O Brent atingiu um máximo próximo de 126 dólares e apresentou uma média de cerca de 101 dólares entre o início do conflito, em 28 de Fevereiro, e 11 de Junho, quando Washington suspendeu temporariamente novos ataques. No início de Julho, chegou a recuar para aproximadamente 70 dólares, próximo dos níveis anteriores à guerra.
Com a retoma dos confrontos, os preços voltaram a subir. Nesta terça-feira, o Brent ultrapassou 91 dólares, enquanto o West Texas Intermediate rondava 85 dólares por barril. (Reuters)
O mercado não ignorou a guerra. O que ocorreu foi a combinação de ajustamentos na procura, aumento da oferta fora do Golfo, utilização de reservas de emergência, reorganização das rotas comerciais e maior prudência dos investidores.
Estes factores limitaram o preço. Mas alguns representam soluções temporárias, e não uma substituição permanente dos volumes perdidos.
China Retirou Pressão Do Lado da Procura
A maior surpresa veio da China, o maior importador mundial de petróleo.

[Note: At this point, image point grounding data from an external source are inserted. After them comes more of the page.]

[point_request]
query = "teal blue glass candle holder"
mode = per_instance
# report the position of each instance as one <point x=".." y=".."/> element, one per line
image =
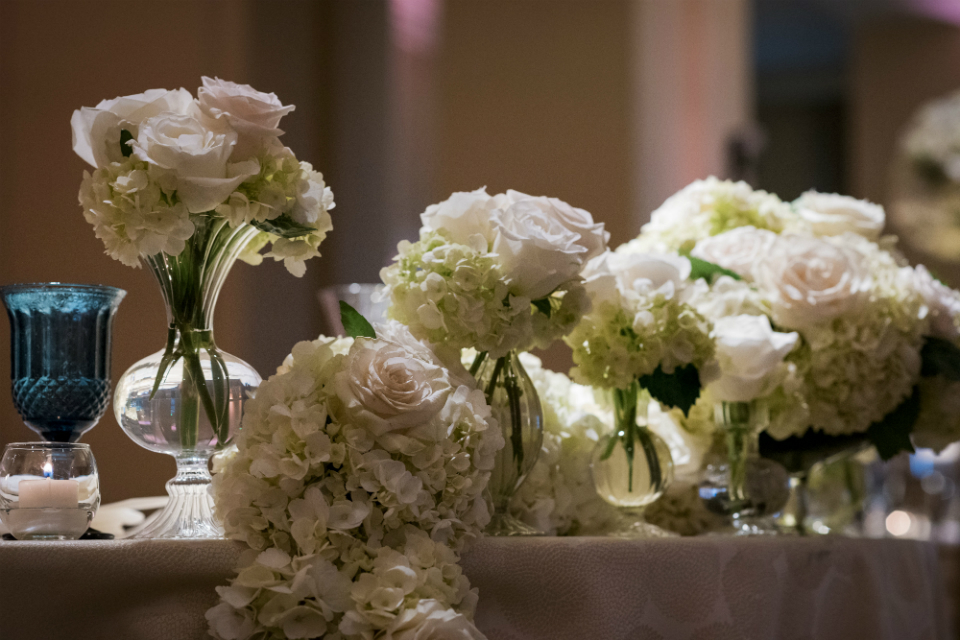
<point x="60" y="336"/>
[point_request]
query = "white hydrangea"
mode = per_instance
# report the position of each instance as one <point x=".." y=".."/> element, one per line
<point x="357" y="480"/>
<point x="710" y="207"/>
<point x="498" y="273"/>
<point x="640" y="319"/>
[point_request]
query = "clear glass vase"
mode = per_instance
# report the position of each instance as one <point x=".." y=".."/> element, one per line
<point x="632" y="466"/>
<point x="737" y="482"/>
<point x="187" y="399"/>
<point x="516" y="405"/>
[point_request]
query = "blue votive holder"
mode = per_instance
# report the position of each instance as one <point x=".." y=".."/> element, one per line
<point x="60" y="338"/>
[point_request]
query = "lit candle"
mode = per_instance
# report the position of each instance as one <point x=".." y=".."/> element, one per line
<point x="49" y="494"/>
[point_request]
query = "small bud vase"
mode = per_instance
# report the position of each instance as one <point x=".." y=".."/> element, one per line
<point x="515" y="404"/>
<point x="187" y="399"/>
<point x="737" y="482"/>
<point x="632" y="466"/>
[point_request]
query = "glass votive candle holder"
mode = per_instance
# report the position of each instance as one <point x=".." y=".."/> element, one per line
<point x="48" y="490"/>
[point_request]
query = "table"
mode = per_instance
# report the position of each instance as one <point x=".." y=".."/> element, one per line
<point x="710" y="588"/>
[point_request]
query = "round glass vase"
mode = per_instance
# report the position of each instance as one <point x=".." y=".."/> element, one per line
<point x="737" y="482"/>
<point x="515" y="404"/>
<point x="632" y="466"/>
<point x="187" y="399"/>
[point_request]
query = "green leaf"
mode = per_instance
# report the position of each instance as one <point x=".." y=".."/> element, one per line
<point x="284" y="226"/>
<point x="355" y="324"/>
<point x="940" y="358"/>
<point x="125" y="137"/>
<point x="678" y="389"/>
<point x="708" y="270"/>
<point x="543" y="306"/>
<point x="892" y="434"/>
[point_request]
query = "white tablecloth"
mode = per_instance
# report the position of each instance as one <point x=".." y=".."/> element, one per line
<point x="530" y="589"/>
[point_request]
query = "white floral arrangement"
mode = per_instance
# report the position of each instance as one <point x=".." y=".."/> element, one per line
<point x="496" y="273"/>
<point x="162" y="159"/>
<point x="356" y="483"/>
<point x="847" y="326"/>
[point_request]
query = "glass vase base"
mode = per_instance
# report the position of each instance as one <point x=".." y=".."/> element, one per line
<point x="504" y="524"/>
<point x="184" y="518"/>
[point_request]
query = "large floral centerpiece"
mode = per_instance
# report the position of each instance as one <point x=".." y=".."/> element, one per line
<point x="873" y="334"/>
<point x="500" y="274"/>
<point x="357" y="480"/>
<point x="186" y="186"/>
<point x="642" y="338"/>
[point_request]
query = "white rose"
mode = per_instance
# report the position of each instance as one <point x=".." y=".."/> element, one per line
<point x="465" y="217"/>
<point x="831" y="214"/>
<point x="942" y="302"/>
<point x="254" y="115"/>
<point x="592" y="235"/>
<point x="537" y="253"/>
<point x="431" y="620"/>
<point x="96" y="131"/>
<point x="811" y="281"/>
<point x="384" y="387"/>
<point x="749" y="352"/>
<point x="649" y="273"/>
<point x="197" y="154"/>
<point x="737" y="250"/>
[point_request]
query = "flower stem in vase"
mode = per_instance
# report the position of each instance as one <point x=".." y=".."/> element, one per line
<point x="515" y="404"/>
<point x="628" y="476"/>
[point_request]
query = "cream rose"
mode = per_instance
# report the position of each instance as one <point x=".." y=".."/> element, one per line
<point x="750" y="353"/>
<point x="831" y="214"/>
<point x="96" y="131"/>
<point x="254" y="115"/>
<point x="384" y="387"/>
<point x="942" y="302"/>
<point x="593" y="237"/>
<point x="811" y="281"/>
<point x="431" y="620"/>
<point x="536" y="252"/>
<point x="465" y="217"/>
<point x="197" y="153"/>
<point x="737" y="250"/>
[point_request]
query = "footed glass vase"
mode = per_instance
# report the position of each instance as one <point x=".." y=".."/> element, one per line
<point x="632" y="466"/>
<point x="516" y="405"/>
<point x="737" y="482"/>
<point x="187" y="399"/>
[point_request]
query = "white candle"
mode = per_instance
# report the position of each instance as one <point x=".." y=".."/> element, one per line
<point x="49" y="494"/>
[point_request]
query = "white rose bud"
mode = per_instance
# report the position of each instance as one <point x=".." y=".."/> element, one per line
<point x="537" y="253"/>
<point x="96" y="131"/>
<point x="811" y="281"/>
<point x="831" y="214"/>
<point x="253" y="114"/>
<point x="465" y="216"/>
<point x="750" y="353"/>
<point x="197" y="154"/>
<point x="737" y="250"/>
<point x="384" y="387"/>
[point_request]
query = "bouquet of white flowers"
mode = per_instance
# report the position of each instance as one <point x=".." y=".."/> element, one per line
<point x="169" y="168"/>
<point x="844" y="329"/>
<point x="496" y="273"/>
<point x="357" y="481"/>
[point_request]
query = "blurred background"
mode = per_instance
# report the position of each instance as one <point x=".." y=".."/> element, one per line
<point x="611" y="105"/>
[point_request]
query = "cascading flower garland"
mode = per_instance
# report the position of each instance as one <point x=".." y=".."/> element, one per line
<point x="357" y="481"/>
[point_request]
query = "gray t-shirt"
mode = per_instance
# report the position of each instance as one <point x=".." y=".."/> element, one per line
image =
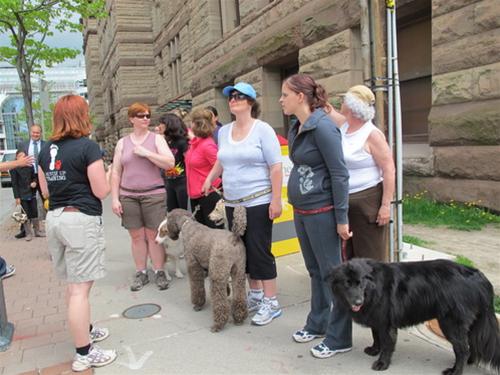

As importações chinesas de crude caíram, em Junho, para o nível mais baixo em quase dez anos. O gráfico apresentado na página 2 do documento da Reuters mostra uma queda abrupta para perto de 30 milhões de toneladas, depois de níveis próximos ou superiores a 45 milhões durante grande parte dos últimos anos.
A redução resultou da combinação entre preços elevados, menor actividade das refinarias e petroquímicas, restrições às exportações de combustíveis e substituição parcial do consumo de derivados de petróleo por electricidade.
A expansão dos veículos eléctricos, dos transportes públicos electrificados e de outras alternativas reduziu a necessidade imediata de importar crude a qualquer preço.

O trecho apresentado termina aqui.